What it does not protect against

  • A compromised host. An attacker who can read process memory or a projected token file can impersonate the workload. That is the platform's trust boundary.
  • Trusting a local identity as proof. A local identity is a label, not a credential — anything in the process can set it. Use a verifiable identity when a resource must authenticate the agent.
  • subject() from an untrusted credential source. subject() reads the sub/oid claim without verifying the credential's signature (the holder trusts its own IdP-issued token; the resource verifies on presentation). It is authoritative for attribution only insofar as the credential source is trusted — a hand-wired token_fn/env var/file can return any subject. Cross-system trust comes from the resource verifying the signature (e.g. JwksAuth, which requires the audience to prevent token substitution).
  • Authorization policy. Identity establishes who; what that agent is allowed to do is enforced by MCP guards, capability policies, and your own checks.

Optional dependencies

The cloud SDKs are never imported at module load. boto3 (AWS STS) and pyspiffe (SPIFFE SDK) are imported inside the acquisition method, so file-based modes need neither installed. A missing SDK raises ProviderConfigError naming the exact install command.

Errors

All identity errors derive from IdentityError.

Exception Raised when
IdentityError Base class for every error below.
CredentialAcquisitionError A verifiable identity's provider could not mint a JWT (metadata unreachable, STS denied, token file missing, Workload API down).
ProviderConfigError Misconfiguration, a missing optional SDK, an empty agent_id, or get_credential() on a local identity.
PlatformDetectionError AgentIdentity.auto() found no platform marker.
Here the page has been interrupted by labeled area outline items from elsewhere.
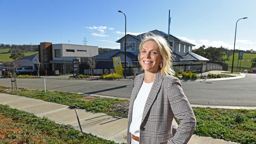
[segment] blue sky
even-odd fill
[[[195,48],[222,46],[256,50],[256,1],[0,0],[0,43],[83,44],[120,48],[115,42],[127,33],[155,29],[191,42]]]

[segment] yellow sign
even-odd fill
[[[122,68],[120,57],[113,57],[113,59],[114,66],[115,67],[115,71],[116,74],[119,74],[123,76],[124,75],[122,74]]]

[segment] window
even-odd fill
[[[66,52],[75,52],[75,50],[66,49]]]
[[[86,50],[77,50],[78,52],[86,52]]]
[[[172,41],[170,42],[170,46],[173,48],[173,42]]]
[[[124,61],[121,61],[121,64],[122,65],[122,68],[124,68]],[[128,66],[128,61],[126,62],[126,67]]]
[[[60,57],[60,49],[54,50],[55,57]]]
[[[126,42],[126,51],[135,51],[135,42]],[[125,46],[124,42],[124,48]],[[124,50],[125,50],[124,48]]]

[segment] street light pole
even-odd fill
[[[237,25],[237,22],[238,20],[242,19],[245,19],[248,18],[247,17],[244,17],[243,18],[241,18],[236,22],[236,32],[235,33],[235,42],[234,42],[234,50],[233,51],[233,60],[232,61],[232,68],[231,69],[231,73],[233,73],[233,68],[234,66],[234,57],[235,57],[235,46],[236,46],[236,26]]]
[[[125,18],[125,35],[124,36],[124,79],[126,79],[126,16],[124,12],[121,11],[118,11],[119,13],[122,13],[124,15]]]

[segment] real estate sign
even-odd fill
[[[121,64],[120,57],[113,57],[113,59],[115,73],[123,76],[124,75],[122,74],[122,64]]]
[[[239,50],[238,55],[238,59],[243,59],[243,50]]]

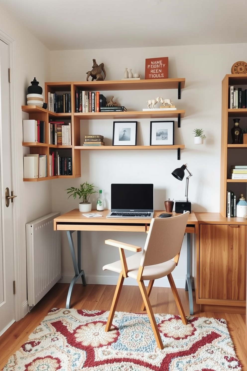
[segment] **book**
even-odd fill
[[[242,91],[242,108],[247,108],[247,89]]]
[[[167,79],[168,78],[168,57],[146,59],[145,65],[145,80],[150,79]]]
[[[143,108],[143,111],[176,111],[177,108],[166,108],[164,107],[163,108]]]
[[[100,143],[94,143],[92,142],[92,143],[84,142],[83,144],[83,145],[88,145],[88,146],[92,146],[92,145],[104,145],[104,142],[100,142]]]
[[[92,92],[92,112],[96,112],[95,105],[95,93],[94,92]]]
[[[23,157],[24,178],[39,178],[39,155],[28,154]]]
[[[85,138],[85,142],[102,142],[102,138]]]
[[[37,120],[23,120],[23,142],[37,142]]]
[[[238,88],[238,101],[239,108],[242,108],[242,88]]]
[[[97,134],[93,134],[92,135],[86,135],[85,138],[85,139],[88,139],[89,138],[101,138],[101,139],[103,139],[104,137],[103,135],[100,135]]]
[[[100,112],[100,92],[97,91],[95,93],[96,112]]]
[[[230,173],[233,174],[247,174],[247,169],[230,169]]]
[[[232,179],[247,179],[247,174],[231,174]]]
[[[233,89],[234,89],[234,86],[230,86],[230,92],[229,92],[229,97],[230,97],[230,101],[229,101],[229,108],[233,108]]]
[[[104,145],[104,142],[84,142],[84,144],[89,145],[89,144],[101,144],[102,145]]]
[[[247,165],[232,165],[231,169],[247,169]]]
[[[106,105],[106,98],[103,94],[100,94],[100,107],[105,107]]]
[[[45,122],[40,120],[40,142],[45,142]]]
[[[226,201],[226,217],[230,218],[231,217],[230,211],[231,205],[231,191],[227,191],[227,201]]]

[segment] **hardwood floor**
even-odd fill
[[[115,286],[112,285],[75,285],[71,300],[71,308],[88,310],[108,311],[111,302]],[[16,322],[0,337],[0,370],[10,356],[27,341],[29,334],[40,323],[52,308],[65,308],[69,284],[57,283],[24,318]],[[189,315],[188,293],[178,289],[186,315]],[[178,314],[175,301],[170,288],[154,287],[150,295],[154,312]],[[194,315],[224,318],[234,344],[237,357],[247,371],[247,349],[245,348],[246,316],[213,312],[201,312],[194,299]],[[137,286],[123,286],[117,310],[140,312],[142,301]]]

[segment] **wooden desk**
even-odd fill
[[[84,286],[86,285],[84,271],[81,266],[81,231],[109,231],[120,232],[145,232],[147,233],[150,225],[150,219],[143,218],[133,219],[109,219],[106,215],[109,210],[104,210],[98,212],[93,210],[92,212],[98,212],[103,216],[96,218],[88,218],[82,215],[79,209],[74,209],[54,219],[55,230],[66,231],[72,258],[75,272],[75,276],[73,279],[69,289],[66,302],[66,308],[69,309],[70,304],[70,299],[74,285],[80,277],[81,277]],[[154,217],[157,217],[164,210],[156,210]],[[173,215],[177,215],[175,213],[170,213]],[[185,289],[188,292],[190,313],[193,314],[192,288],[190,279],[190,236],[191,233],[197,233],[197,220],[195,214],[192,211],[190,214],[187,226],[185,230],[187,233],[187,271],[186,276]],[[73,232],[77,233],[77,259],[72,237]]]

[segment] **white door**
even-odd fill
[[[9,46],[0,40],[0,335],[14,322],[13,203],[6,204],[5,190],[11,189]]]

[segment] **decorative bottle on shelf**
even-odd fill
[[[98,211],[102,211],[105,208],[104,202],[104,198],[103,198],[102,196],[102,190],[100,189],[99,190],[100,195],[97,200],[97,203],[96,205],[96,209]]]
[[[132,68],[130,68],[130,70],[128,71],[128,76],[129,79],[132,79],[133,78],[133,73],[132,71]]]
[[[239,144],[240,137],[242,129],[239,127],[240,118],[234,118],[234,126],[231,130],[231,134],[233,138],[233,144]]]
[[[124,70],[124,79],[127,79],[128,77],[128,70],[127,69],[127,68],[125,68],[125,70]]]
[[[243,218],[247,215],[247,202],[243,193],[236,203],[236,216]]]

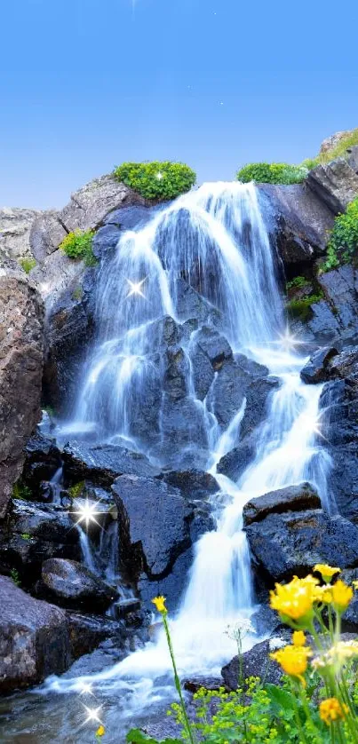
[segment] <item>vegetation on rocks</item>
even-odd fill
[[[237,179],[246,184],[300,184],[306,177],[306,165],[289,165],[287,162],[251,162],[237,172]]]
[[[97,259],[93,255],[93,235],[92,230],[76,230],[66,235],[60,248],[69,258],[83,259],[86,266],[94,266]]]
[[[115,178],[145,199],[175,199],[190,191],[196,174],[182,162],[123,162],[115,168]]]
[[[295,576],[276,584],[270,605],[282,623],[292,629],[291,643],[270,653],[283,677],[281,685],[258,677],[242,678],[236,692],[224,688],[195,693],[194,720],[189,720],[167,621],[163,597],[154,602],[161,613],[173,661],[179,702],[171,707],[182,731],[180,738],[162,744],[354,744],[358,740],[358,640],[341,637],[342,616],[358,582],[352,586],[339,578],[338,567],[317,564],[306,578]],[[240,626],[238,626],[240,627]],[[238,653],[242,653],[238,631]],[[127,741],[159,744],[139,729]]]

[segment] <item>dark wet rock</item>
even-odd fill
[[[51,480],[61,465],[61,454],[56,440],[44,436],[37,428],[26,447],[22,477],[28,486],[38,488],[42,480]]]
[[[333,214],[344,212],[358,196],[358,176],[343,157],[310,170],[307,186]]]
[[[113,638],[120,647],[125,640],[125,624],[93,614],[68,612],[67,614],[73,659],[90,653],[107,638]]]
[[[0,576],[0,692],[11,693],[61,674],[69,666],[66,613],[34,599]]]
[[[249,435],[240,444],[221,457],[218,464],[218,472],[237,481],[256,455],[257,439]]]
[[[322,255],[333,215],[305,184],[259,185],[260,202],[272,220],[272,233],[289,276]]]
[[[191,504],[179,489],[146,478],[122,476],[112,487],[118,507],[120,560],[132,579],[140,579],[142,598],[149,602],[158,582],[165,580],[170,601],[178,599],[190,566],[188,551],[200,534],[213,528],[208,505]]]
[[[239,411],[251,381],[251,376],[235,360],[227,360],[211,385],[209,404],[225,429]]]
[[[337,357],[338,360],[338,357]],[[332,363],[334,360],[332,360]],[[321,398],[325,449],[331,457],[329,488],[340,514],[358,522],[358,389],[356,378],[328,383]]]
[[[282,631],[277,636],[277,641],[289,644],[290,641],[291,632],[290,630]],[[280,666],[269,658],[269,653],[274,650],[274,643],[269,640],[262,641],[257,644],[250,651],[243,654],[243,678],[247,679],[249,677],[259,677],[260,679],[265,678],[266,682],[270,682],[272,685],[279,685],[282,676]],[[239,657],[235,656],[221,669],[221,674],[227,687],[229,690],[237,690],[240,680],[240,666]]]
[[[322,383],[327,380],[329,362],[338,353],[338,350],[332,346],[325,346],[323,349],[318,349],[317,352],[314,352],[301,370],[303,381],[305,383]]]
[[[81,558],[79,535],[60,507],[14,499],[0,535],[0,562],[16,567],[25,585],[40,575],[50,558]]]
[[[25,446],[41,418],[44,307],[15,272],[0,276],[0,518],[20,477]]]
[[[219,490],[215,478],[203,471],[194,468],[190,471],[170,471],[163,475],[169,486],[179,488],[181,495],[188,499],[205,499]]]
[[[321,500],[315,489],[310,483],[301,483],[270,491],[248,502],[243,507],[243,522],[248,526],[252,522],[260,522],[269,514],[320,508]]]
[[[240,437],[243,439],[266,419],[269,398],[279,386],[277,377],[259,377],[249,385],[245,392],[245,411],[240,424]]]
[[[63,607],[103,612],[118,597],[117,590],[75,560],[51,558],[43,563],[36,584],[39,597]]]
[[[123,473],[155,477],[160,471],[148,459],[116,445],[93,445],[69,442],[63,450],[66,479],[81,481],[89,479],[99,486],[108,486]]]
[[[321,510],[271,514],[246,534],[258,570],[271,582],[306,575],[316,563],[358,566],[358,528]]]

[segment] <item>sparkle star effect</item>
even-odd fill
[[[105,512],[100,511],[98,509],[99,505],[99,502],[90,502],[88,499],[85,500],[84,503],[78,504],[78,511],[73,512],[78,516],[76,525],[80,525],[81,522],[84,522],[86,527],[88,527],[91,522],[94,522],[96,525],[100,526],[99,523],[96,519],[96,517],[99,517],[99,514],[104,514]]]
[[[128,284],[131,287],[131,291],[128,292],[127,297],[131,297],[131,295],[140,295],[141,297],[146,297],[144,292],[142,292],[142,286],[147,279],[147,276],[142,279],[141,281],[131,281],[130,279],[127,279]]]
[[[85,708],[86,713],[87,713],[87,718],[84,721],[84,724],[90,724],[91,721],[94,721],[96,724],[101,724],[102,723],[99,716],[99,713],[101,710],[100,706],[99,706],[99,708],[87,708],[87,706],[85,705],[84,708]]]

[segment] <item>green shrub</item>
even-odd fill
[[[34,269],[36,265],[35,258],[29,258],[28,257],[25,257],[25,258],[20,258],[19,263],[20,266],[22,266],[26,273],[29,273],[31,269]]]
[[[123,162],[114,170],[116,180],[145,199],[175,199],[190,191],[196,174],[182,162]]]
[[[261,184],[300,184],[308,169],[304,165],[287,162],[251,162],[237,172],[237,179],[243,184],[256,181]]]
[[[93,235],[92,230],[75,230],[75,233],[66,235],[60,248],[69,258],[84,259],[86,266],[95,266],[97,259],[92,249]]]

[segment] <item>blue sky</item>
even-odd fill
[[[0,23],[0,207],[125,160],[232,179],[358,126],[356,0],[3,0]]]

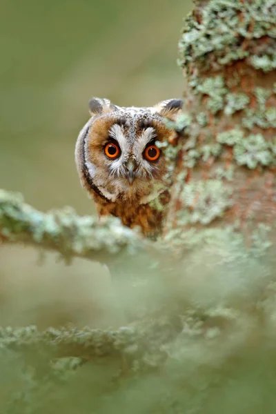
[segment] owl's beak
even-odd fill
[[[132,186],[133,184],[134,179],[135,178],[135,169],[136,168],[136,164],[134,159],[130,159],[128,161],[126,165],[126,179],[128,181],[128,184]]]

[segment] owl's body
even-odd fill
[[[172,135],[164,117],[174,119],[181,106],[179,99],[150,108],[91,99],[91,118],[79,133],[75,159],[81,184],[100,216],[120,217],[147,236],[160,233],[166,208],[157,210],[154,201],[166,206],[169,193],[165,157],[155,144]]]

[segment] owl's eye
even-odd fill
[[[146,159],[156,161],[160,156],[160,150],[156,145],[150,145],[144,152]]]
[[[109,142],[104,148],[104,153],[106,154],[106,157],[112,159],[114,158],[117,158],[117,157],[119,155],[120,148],[117,144]]]

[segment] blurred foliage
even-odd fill
[[[91,96],[126,106],[179,97],[177,41],[190,0],[2,0],[0,188],[45,211],[94,214],[81,188],[75,144]],[[106,269],[0,247],[0,323],[41,328],[119,326]]]

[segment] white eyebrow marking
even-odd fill
[[[109,135],[111,137],[111,138],[114,138],[114,139],[116,139],[116,141],[118,141],[119,145],[120,146],[121,151],[126,153],[127,150],[128,150],[128,143],[125,135],[124,135],[121,126],[117,124],[112,125],[109,130]]]
[[[152,126],[147,128],[139,137],[135,143],[135,152],[137,154],[141,153],[146,146],[154,138],[157,137],[155,130]]]

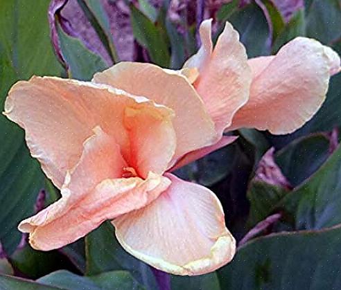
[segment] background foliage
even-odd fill
[[[275,53],[299,35],[341,54],[340,0],[50,2],[0,0],[1,110],[11,85],[33,74],[89,80],[127,59],[178,69],[198,49],[202,15],[214,18],[215,38],[225,21],[231,22],[250,57]],[[63,15],[68,6],[76,6],[85,21]],[[120,21],[126,27],[118,32],[112,24]],[[120,33],[130,35],[130,46],[122,46]],[[123,55],[128,48],[132,55]],[[274,136],[241,129],[234,145],[177,172],[217,194],[227,226],[241,241],[232,262],[196,277],[169,275],[134,259],[109,223],[60,250],[32,249],[17,226],[59,192],[30,156],[22,130],[0,116],[0,289],[340,289],[340,98],[339,74],[331,80],[322,108],[297,132]],[[272,147],[270,161],[262,158]],[[262,168],[277,166],[286,184],[260,178]]]

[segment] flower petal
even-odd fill
[[[172,114],[170,109],[156,106],[148,99],[109,86],[33,77],[11,89],[5,115],[25,129],[32,156],[38,158],[47,176],[60,188],[67,171],[78,161],[83,143],[98,125],[114,137],[125,158],[130,155],[123,118],[125,108],[136,106],[149,106],[152,114]]]
[[[213,145],[204,147],[204,148],[198,149],[198,150],[192,151],[191,152],[187,153],[186,155],[184,156],[184,157],[179,160],[175,163],[175,165],[168,171],[171,172],[174,170],[176,170],[177,169],[182,167],[182,166],[185,166],[187,164],[195,161],[195,160],[200,159],[200,158],[209,154],[213,151],[218,150],[218,149],[220,149],[229,144],[231,144],[237,138],[237,136],[223,136],[219,141],[218,141],[216,144],[213,144]]]
[[[291,133],[309,120],[326,97],[340,57],[314,39],[297,37],[276,56],[250,60],[253,70],[249,102],[235,115],[229,131],[241,127]]]
[[[159,270],[198,275],[229,262],[236,242],[209,189],[167,174],[172,183],[148,206],[113,221],[130,253]]]
[[[93,80],[144,96],[173,109],[177,136],[175,159],[211,145],[216,138],[214,125],[202,100],[181,73],[151,64],[120,62],[96,73]]]
[[[30,233],[34,248],[58,248],[83,237],[106,219],[148,204],[170,183],[152,172],[146,180],[118,178],[125,165],[114,140],[96,128],[96,135],[85,143],[78,165],[67,175],[62,197],[21,221],[19,229]]]
[[[199,66],[200,75],[194,87],[202,98],[216,130],[222,133],[236,111],[247,101],[251,71],[245,48],[229,22],[211,53],[209,53],[211,51],[210,21],[202,23],[200,37],[202,47],[184,67]]]

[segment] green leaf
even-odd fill
[[[314,0],[308,11],[307,36],[325,44],[341,37],[340,0]]]
[[[103,44],[112,62],[116,63],[119,57],[112,41],[110,24],[103,4],[98,0],[78,0],[78,2]]]
[[[270,53],[269,26],[261,9],[250,4],[233,13],[229,21],[239,32],[249,57]]]
[[[107,68],[102,57],[89,51],[80,40],[68,35],[59,26],[58,35],[71,78],[90,80],[95,73]]]
[[[47,286],[35,281],[18,277],[0,274],[0,289],[4,290],[61,290],[60,288]]]
[[[222,5],[217,12],[217,20],[222,22],[227,21],[229,17],[238,10],[238,0],[232,0]]]
[[[66,290],[142,290],[129,272],[115,271],[83,277],[65,270],[57,271],[37,280],[41,284]]]
[[[198,276],[172,275],[170,285],[173,290],[220,290],[219,280],[216,272]]]
[[[276,163],[290,184],[296,187],[327,159],[329,143],[329,139],[322,134],[297,139],[276,153]]]
[[[263,0],[272,25],[272,42],[279,35],[286,25],[281,12],[277,10],[274,3],[270,0]]]
[[[336,289],[340,255],[340,226],[274,234],[242,246],[218,275],[224,290]]]
[[[289,22],[281,30],[272,46],[272,53],[274,54],[287,42],[297,37],[304,36],[306,34],[306,20],[304,10],[296,12]]]
[[[139,0],[140,10],[148,17],[151,21],[155,22],[157,19],[157,11],[148,0]]]
[[[288,194],[282,206],[297,229],[320,229],[341,223],[341,147],[309,179]]]
[[[150,266],[122,248],[116,239],[114,226],[109,221],[87,235],[85,245],[87,275],[127,270],[148,289],[155,289],[155,279]]]
[[[67,257],[58,251],[36,251],[28,245],[17,249],[10,257],[10,261],[15,269],[31,279],[37,279],[53,271],[65,269],[69,265]]]
[[[0,111],[8,89],[18,80],[33,75],[59,75],[49,36],[49,0],[32,5],[25,0],[0,0]],[[37,161],[28,154],[22,130],[0,116],[0,240],[8,254],[21,239],[19,222],[33,213],[44,185]]]
[[[274,213],[279,202],[287,193],[288,190],[280,186],[252,180],[247,193],[250,203],[247,228],[252,228]]]
[[[147,49],[152,62],[168,67],[170,54],[161,29],[133,5],[130,6],[130,21],[134,37]]]

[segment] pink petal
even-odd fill
[[[236,111],[247,101],[251,71],[245,48],[229,23],[226,23],[211,53],[209,20],[202,23],[200,37],[202,47],[184,67],[199,69],[194,87],[213,119],[216,130],[222,133],[231,124]]]
[[[232,259],[236,242],[209,189],[166,174],[172,183],[149,206],[113,221],[123,247],[159,270],[209,273]]]
[[[165,107],[108,86],[33,77],[28,82],[17,82],[11,89],[5,104],[5,115],[25,129],[32,156],[60,188],[67,171],[79,161],[83,143],[98,125],[114,138],[123,156],[128,158],[130,141],[123,119],[125,109],[137,106],[150,108],[153,116],[172,114],[172,110]],[[168,140],[173,140],[170,148],[173,139],[170,136]],[[161,142],[159,146],[164,143]],[[166,155],[164,156],[164,167],[169,161]]]
[[[231,144],[237,138],[238,136],[223,136],[219,141],[213,145],[204,147],[204,148],[187,153],[185,156],[184,156],[184,157],[179,160],[175,165],[168,170],[168,172],[171,172],[182,167],[182,166],[185,166],[187,164],[195,161],[195,160],[200,159],[213,151],[218,150],[218,149]]]
[[[114,141],[100,128],[84,145],[77,166],[67,175],[62,197],[19,229],[30,233],[36,249],[49,251],[70,244],[108,219],[148,204],[170,181],[150,172],[146,180],[119,178],[126,165]]]
[[[291,133],[317,111],[340,57],[316,40],[297,37],[276,56],[249,61],[253,70],[249,102],[235,115],[229,131],[241,127]]]
[[[120,62],[95,74],[94,81],[136,96],[144,96],[173,109],[177,137],[175,160],[188,152],[211,145],[216,140],[213,123],[202,100],[181,73],[151,64]]]

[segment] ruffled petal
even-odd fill
[[[98,125],[114,137],[125,158],[130,156],[129,136],[123,119],[125,109],[137,106],[150,107],[152,114],[173,114],[145,98],[109,86],[33,77],[12,87],[6,101],[5,115],[25,129],[32,156],[60,188],[67,171],[79,161],[83,143]]]
[[[106,219],[148,204],[169,185],[167,178],[152,172],[146,180],[121,178],[126,163],[119,146],[100,128],[95,132],[67,175],[62,198],[20,223],[19,229],[30,233],[34,248],[49,251],[70,244]]]
[[[197,67],[200,75],[193,85],[204,100],[218,133],[230,125],[236,111],[248,100],[251,70],[239,35],[226,22],[212,52],[211,21],[200,27],[202,46],[184,67]]]
[[[229,131],[241,127],[291,133],[317,111],[340,57],[314,39],[297,37],[276,56],[249,61],[253,80],[249,102],[235,115]]]
[[[96,73],[93,81],[144,96],[173,109],[177,138],[175,160],[216,140],[214,125],[202,100],[182,73],[151,64],[120,62]]]
[[[198,149],[195,151],[192,151],[191,152],[187,153],[184,157],[179,160],[175,165],[171,167],[168,171],[171,172],[172,171],[176,170],[177,169],[181,168],[182,166],[185,166],[195,160],[200,159],[204,156],[209,154],[213,151],[218,150],[218,149],[222,148],[225,146],[231,144],[234,142],[238,138],[236,136],[223,136],[222,138],[218,141],[216,144],[204,147],[204,148]]]
[[[149,206],[113,221],[130,254],[177,275],[209,273],[231,261],[236,242],[209,189],[168,174],[172,183]]]

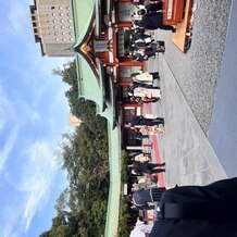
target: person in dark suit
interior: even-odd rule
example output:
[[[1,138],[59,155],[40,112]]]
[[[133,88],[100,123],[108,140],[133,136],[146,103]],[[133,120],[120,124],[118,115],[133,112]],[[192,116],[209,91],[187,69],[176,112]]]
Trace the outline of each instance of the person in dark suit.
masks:
[[[165,172],[165,169],[163,169],[164,165],[165,163],[154,164],[154,163],[141,163],[135,161],[132,165],[132,169],[133,172],[137,175],[157,174],[157,173]],[[157,167],[161,167],[161,169],[157,169]]]
[[[129,127],[141,127],[144,125],[147,126],[154,126],[154,125],[164,125],[164,118],[163,117],[154,117],[154,118],[146,118],[142,115],[140,116],[134,116],[130,122],[127,124]]]
[[[175,32],[175,27],[163,25],[162,12],[149,12],[142,15],[141,20],[135,20],[134,24],[145,29],[163,29]]]
[[[237,178],[165,190],[150,237],[236,237],[236,200]]]
[[[136,207],[148,208],[149,202],[160,202],[165,188],[138,189],[133,194],[133,203]]]

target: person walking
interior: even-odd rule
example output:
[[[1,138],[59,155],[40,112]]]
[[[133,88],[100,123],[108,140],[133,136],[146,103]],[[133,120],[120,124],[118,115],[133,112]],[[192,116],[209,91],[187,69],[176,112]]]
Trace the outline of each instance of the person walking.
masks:
[[[153,118],[147,118],[142,115],[134,116],[129,123],[125,124],[125,127],[129,128],[141,128],[145,125],[148,126],[154,126],[154,125],[164,125],[164,118],[163,117],[153,117]]]
[[[155,173],[161,173],[165,172],[165,169],[163,166],[165,163],[141,163],[138,161],[135,161],[132,165],[132,171],[137,174],[137,175],[144,175],[144,174],[155,174]],[[159,169],[161,167],[161,169]]]
[[[133,203],[136,207],[146,208],[149,203],[160,202],[165,190],[164,187],[138,189],[133,194]]]
[[[135,20],[134,25],[137,27],[144,27],[145,29],[163,29],[175,32],[176,28],[173,26],[163,25],[162,12],[149,12],[142,15],[141,20]]]

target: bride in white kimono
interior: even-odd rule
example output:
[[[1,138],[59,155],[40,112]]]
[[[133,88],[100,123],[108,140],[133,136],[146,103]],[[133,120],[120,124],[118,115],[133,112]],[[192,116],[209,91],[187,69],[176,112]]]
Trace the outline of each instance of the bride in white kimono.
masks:
[[[140,97],[141,99],[142,98],[161,99],[161,90],[160,90],[160,88],[137,87],[134,89],[134,97]]]

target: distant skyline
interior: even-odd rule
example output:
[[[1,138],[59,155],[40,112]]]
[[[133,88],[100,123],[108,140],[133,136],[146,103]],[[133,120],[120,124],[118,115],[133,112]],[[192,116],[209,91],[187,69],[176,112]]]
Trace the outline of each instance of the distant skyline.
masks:
[[[53,159],[67,126],[66,85],[51,74],[72,61],[41,57],[29,4],[1,2],[0,14],[0,228],[1,236],[38,236],[51,226],[66,186]]]

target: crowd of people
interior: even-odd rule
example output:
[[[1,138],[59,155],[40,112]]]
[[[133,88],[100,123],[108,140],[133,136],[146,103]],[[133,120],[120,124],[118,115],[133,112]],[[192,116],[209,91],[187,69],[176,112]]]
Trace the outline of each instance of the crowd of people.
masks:
[[[137,1],[135,4],[139,5],[139,10],[133,14],[130,54],[136,61],[145,61],[165,51],[164,41],[152,39],[150,30],[176,29],[174,26],[163,25],[162,1]]]
[[[150,30],[175,32],[163,25],[162,1],[134,0],[139,10],[133,15],[130,36],[132,57],[148,60],[165,51],[164,41],[152,39]],[[161,99],[159,72],[138,71],[130,75],[128,96],[136,102],[155,102]],[[164,134],[164,118],[134,116],[125,128],[136,132],[136,139]],[[136,224],[130,237],[221,237],[237,236],[237,178],[215,182],[208,186],[159,187],[158,173],[165,172],[165,163],[152,163],[150,153],[129,152],[128,183],[132,188],[127,200],[130,213],[136,213]],[[154,210],[154,223],[148,225],[139,210]]]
See the API reference for the exact classes.

Logging

The subsystem uses one logger, promptise.identity, with a NullHandler installed by default. Configure the parent to control the whole subsystem:

import logging

logging.getLogger("promptise.identity").setLevel(logging.INFO)

Verification status

In the spirit of honest production claims, here is exactly what is verified:

  • Unit-verified (extensive): every provider's request construction, token extraction, per-audience caching, refresh/expiry math, error classification, transient-retry behaviour, and concurrency (N threads collapse to one acquisition) are covered by the offline test suite. The cloud calls are mocked (monkeypatched boto3 / httpx / pyspiffe), so the logic is proven.
  • Live-smoke-tested: the generic OIDC path is exercised end-to-end against a real token in CI (.github/workflows/identity-integration.yml). The other providers ship opt-in live smoke tests (tests/identity/integration/, marked @pytest.mark.integration) that run inside the actual platform (Azure IMDS, GCP metadata, AWS STS, a SPIRE socket) — run them in your environment to confirm the live round-trip before you depend on it.
  • Resilience: active providers retry transient metadata/STS failures (timeout / connection / 429 / 5xx) with jittered backoff, and never retry an auth (4xx) failure. Server-side JWT verification tolerates a configurable clock-skew leeway (default 60s) for exp/nbf/iat.

The honest summary: the library logic is thoroughly tested; the live cloud round-trip is confirmable in your own environment via the gated integration tests rather than asserted blindly.